4 Useful Data Structures

R has many useful data structures. Data structures are, in simple terms, just a collection of data. Different data structures store the data in different ways and, therefore, have different restrictions on what kind of data they can store. Vectors and matrices are two forms of data structures and fall under the broader category of arrays. A vector is nothing else than a one dimensional array, while a matrix is a two dimensional array.

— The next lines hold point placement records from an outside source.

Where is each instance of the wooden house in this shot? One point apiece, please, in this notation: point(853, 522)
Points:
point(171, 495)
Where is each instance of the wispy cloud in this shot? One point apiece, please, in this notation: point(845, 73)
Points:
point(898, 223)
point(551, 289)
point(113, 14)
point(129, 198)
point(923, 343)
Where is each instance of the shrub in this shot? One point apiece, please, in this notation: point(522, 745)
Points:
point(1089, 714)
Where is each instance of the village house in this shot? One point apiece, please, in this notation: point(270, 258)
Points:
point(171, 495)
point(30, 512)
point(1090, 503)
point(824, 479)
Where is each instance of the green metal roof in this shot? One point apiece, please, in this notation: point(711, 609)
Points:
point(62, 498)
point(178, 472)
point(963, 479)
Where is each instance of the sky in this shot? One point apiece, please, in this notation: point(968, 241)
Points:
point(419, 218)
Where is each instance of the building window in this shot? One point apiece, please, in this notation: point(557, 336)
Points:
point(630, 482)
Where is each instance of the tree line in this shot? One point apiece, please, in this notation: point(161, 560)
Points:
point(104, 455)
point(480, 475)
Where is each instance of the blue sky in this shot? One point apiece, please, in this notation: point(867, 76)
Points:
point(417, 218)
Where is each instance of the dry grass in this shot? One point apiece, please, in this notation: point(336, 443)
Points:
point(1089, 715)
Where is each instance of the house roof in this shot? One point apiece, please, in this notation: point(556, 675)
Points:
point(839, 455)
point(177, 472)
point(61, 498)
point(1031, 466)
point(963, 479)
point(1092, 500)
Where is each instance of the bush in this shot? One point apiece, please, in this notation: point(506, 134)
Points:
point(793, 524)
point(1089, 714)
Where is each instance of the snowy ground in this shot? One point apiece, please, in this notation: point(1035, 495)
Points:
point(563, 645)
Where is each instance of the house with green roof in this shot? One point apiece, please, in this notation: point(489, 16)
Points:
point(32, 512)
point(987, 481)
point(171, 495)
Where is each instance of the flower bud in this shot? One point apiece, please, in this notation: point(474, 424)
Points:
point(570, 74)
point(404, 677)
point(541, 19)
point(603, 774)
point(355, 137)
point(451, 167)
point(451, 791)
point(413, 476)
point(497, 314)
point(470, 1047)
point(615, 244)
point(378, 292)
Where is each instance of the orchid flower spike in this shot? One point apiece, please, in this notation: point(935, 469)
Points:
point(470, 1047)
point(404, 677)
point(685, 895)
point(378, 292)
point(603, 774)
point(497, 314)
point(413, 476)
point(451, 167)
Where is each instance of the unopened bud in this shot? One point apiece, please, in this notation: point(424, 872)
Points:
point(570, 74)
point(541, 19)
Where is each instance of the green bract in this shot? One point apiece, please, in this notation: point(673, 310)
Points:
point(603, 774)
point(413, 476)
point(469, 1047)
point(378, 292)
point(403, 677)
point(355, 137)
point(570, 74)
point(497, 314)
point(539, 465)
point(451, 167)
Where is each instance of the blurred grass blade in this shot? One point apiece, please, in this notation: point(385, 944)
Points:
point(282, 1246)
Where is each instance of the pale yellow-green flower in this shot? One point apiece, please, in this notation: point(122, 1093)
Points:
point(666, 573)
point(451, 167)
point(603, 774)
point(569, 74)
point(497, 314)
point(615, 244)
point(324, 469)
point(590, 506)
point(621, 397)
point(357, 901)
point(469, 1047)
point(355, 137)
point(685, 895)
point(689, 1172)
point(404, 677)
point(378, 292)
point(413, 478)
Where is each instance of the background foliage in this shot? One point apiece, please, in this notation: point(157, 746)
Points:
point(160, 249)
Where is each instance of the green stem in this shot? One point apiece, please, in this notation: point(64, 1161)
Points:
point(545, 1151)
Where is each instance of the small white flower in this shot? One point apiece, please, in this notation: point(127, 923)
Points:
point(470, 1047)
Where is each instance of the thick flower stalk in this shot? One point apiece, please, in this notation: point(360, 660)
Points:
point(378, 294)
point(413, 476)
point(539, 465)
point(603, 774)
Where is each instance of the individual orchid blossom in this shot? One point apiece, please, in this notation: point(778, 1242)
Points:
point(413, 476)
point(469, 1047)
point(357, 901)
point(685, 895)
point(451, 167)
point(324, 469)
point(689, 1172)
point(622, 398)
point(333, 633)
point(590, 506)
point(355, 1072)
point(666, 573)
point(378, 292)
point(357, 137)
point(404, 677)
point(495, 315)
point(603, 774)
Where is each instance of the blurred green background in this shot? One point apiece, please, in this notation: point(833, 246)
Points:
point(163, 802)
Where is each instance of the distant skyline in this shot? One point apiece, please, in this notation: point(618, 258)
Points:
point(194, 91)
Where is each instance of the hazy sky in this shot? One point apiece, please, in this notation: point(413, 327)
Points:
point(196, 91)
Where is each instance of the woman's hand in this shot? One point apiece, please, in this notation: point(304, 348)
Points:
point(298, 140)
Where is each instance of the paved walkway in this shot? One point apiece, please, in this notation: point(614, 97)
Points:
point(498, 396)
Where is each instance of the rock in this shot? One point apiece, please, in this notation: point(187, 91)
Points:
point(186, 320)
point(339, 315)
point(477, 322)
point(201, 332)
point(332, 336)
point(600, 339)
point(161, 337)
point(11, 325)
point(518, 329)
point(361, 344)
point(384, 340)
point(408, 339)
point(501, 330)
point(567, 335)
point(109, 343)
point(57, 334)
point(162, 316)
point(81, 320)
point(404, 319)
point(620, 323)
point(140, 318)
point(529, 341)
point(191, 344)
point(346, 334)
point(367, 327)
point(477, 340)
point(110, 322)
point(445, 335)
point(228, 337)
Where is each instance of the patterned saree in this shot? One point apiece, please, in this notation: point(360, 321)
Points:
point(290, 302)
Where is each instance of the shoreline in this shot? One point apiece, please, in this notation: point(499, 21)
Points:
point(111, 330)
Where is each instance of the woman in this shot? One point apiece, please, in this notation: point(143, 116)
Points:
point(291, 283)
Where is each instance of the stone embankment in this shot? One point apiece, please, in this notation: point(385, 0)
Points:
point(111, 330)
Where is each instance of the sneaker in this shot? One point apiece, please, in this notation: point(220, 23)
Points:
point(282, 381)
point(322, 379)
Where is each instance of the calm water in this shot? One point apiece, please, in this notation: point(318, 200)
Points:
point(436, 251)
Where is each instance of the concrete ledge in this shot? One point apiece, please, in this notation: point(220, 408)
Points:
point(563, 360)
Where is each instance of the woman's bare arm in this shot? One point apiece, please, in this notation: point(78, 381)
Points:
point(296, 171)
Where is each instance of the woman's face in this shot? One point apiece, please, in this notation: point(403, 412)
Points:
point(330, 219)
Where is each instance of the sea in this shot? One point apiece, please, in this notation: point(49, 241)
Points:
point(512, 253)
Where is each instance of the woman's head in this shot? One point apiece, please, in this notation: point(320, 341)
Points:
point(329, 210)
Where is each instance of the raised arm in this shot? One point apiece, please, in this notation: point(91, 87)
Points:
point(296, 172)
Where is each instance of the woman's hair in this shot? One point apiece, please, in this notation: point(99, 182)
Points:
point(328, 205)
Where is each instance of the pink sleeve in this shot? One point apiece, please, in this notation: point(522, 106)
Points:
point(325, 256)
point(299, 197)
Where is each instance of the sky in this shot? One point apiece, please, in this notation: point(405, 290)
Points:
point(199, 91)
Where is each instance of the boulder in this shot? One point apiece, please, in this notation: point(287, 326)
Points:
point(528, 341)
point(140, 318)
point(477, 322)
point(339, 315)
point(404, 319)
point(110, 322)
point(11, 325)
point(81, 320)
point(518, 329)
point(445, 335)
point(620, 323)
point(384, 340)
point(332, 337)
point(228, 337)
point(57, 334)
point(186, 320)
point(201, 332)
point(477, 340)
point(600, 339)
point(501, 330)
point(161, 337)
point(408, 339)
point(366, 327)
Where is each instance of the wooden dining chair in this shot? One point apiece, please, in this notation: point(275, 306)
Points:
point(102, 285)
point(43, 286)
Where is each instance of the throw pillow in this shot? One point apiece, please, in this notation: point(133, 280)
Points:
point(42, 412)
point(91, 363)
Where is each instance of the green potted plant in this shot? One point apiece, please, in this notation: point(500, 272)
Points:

Arrays are a rather restrictive data structure, in the sense that R requires each element in an array to be of the same type. A type can be anything like a double (a real number), and integer, a boolean, or a string. Due to the restrictions that arrays impose, a vector storing both an integer and a string is not strictly possible. This, however, does not imply that R will throw an error below. Instead, R uses so-called type-promotion or type-conversion to convert one of the types into another. For example, a number can also be represented as a string (as text), and thus, the below code will convert the 1 to a string.

c(1, "a")

[1] "1" "a"

Lists are a more flexible data structure than arrays. Lists come in two types: unnamed and named. We will first focus on the unnamed versions. A list can be created simply by calling list and providing it with elements.

l <- list(1, 2, 3, 4)
l

[[1]]
[1] 1

[[2]]
[1] 2

[[3]]
[1] 3

[[4]]
[1] 4

Compare the output of the code above to the output you would get for the vector c(1, 2, 3, 4). Clearly, lists and vectors are not the same. Lists are much more flexible than vectors/arrays. You can imagine lists as a collection of boxes, and each element in the comma separated list in parentheses above, gets put into a separate box. A specific box can then be accessed by simply indexing it like the arrays before.

l[1]

[[1]]
[1] 1

Looking at the output, it still looks different to what we have seen before. R provides the handy typeof function to check what type an element has. Calling typeof on the first element in the list shows that the returned element is still a list. Thus, if we index lists like we index vectors or matrices, we get a list back, instead of the element inside the list.

typeof(l[1])

[1] "list"

To obtain the element inside the list, we need to use double square brackets. The returned element is now a double (a real number) as expected.

l[[1]]

[1] 1

typeof(l[[1]])

[1] "double"

One advantage of lists over arrays is the ability to store different type of data without the types being transformed. Thus, while we could not store a vector c(1, "a") without changing the double 1 to a string "1", we can store the following list.

l <- list(1, "a", TRUE)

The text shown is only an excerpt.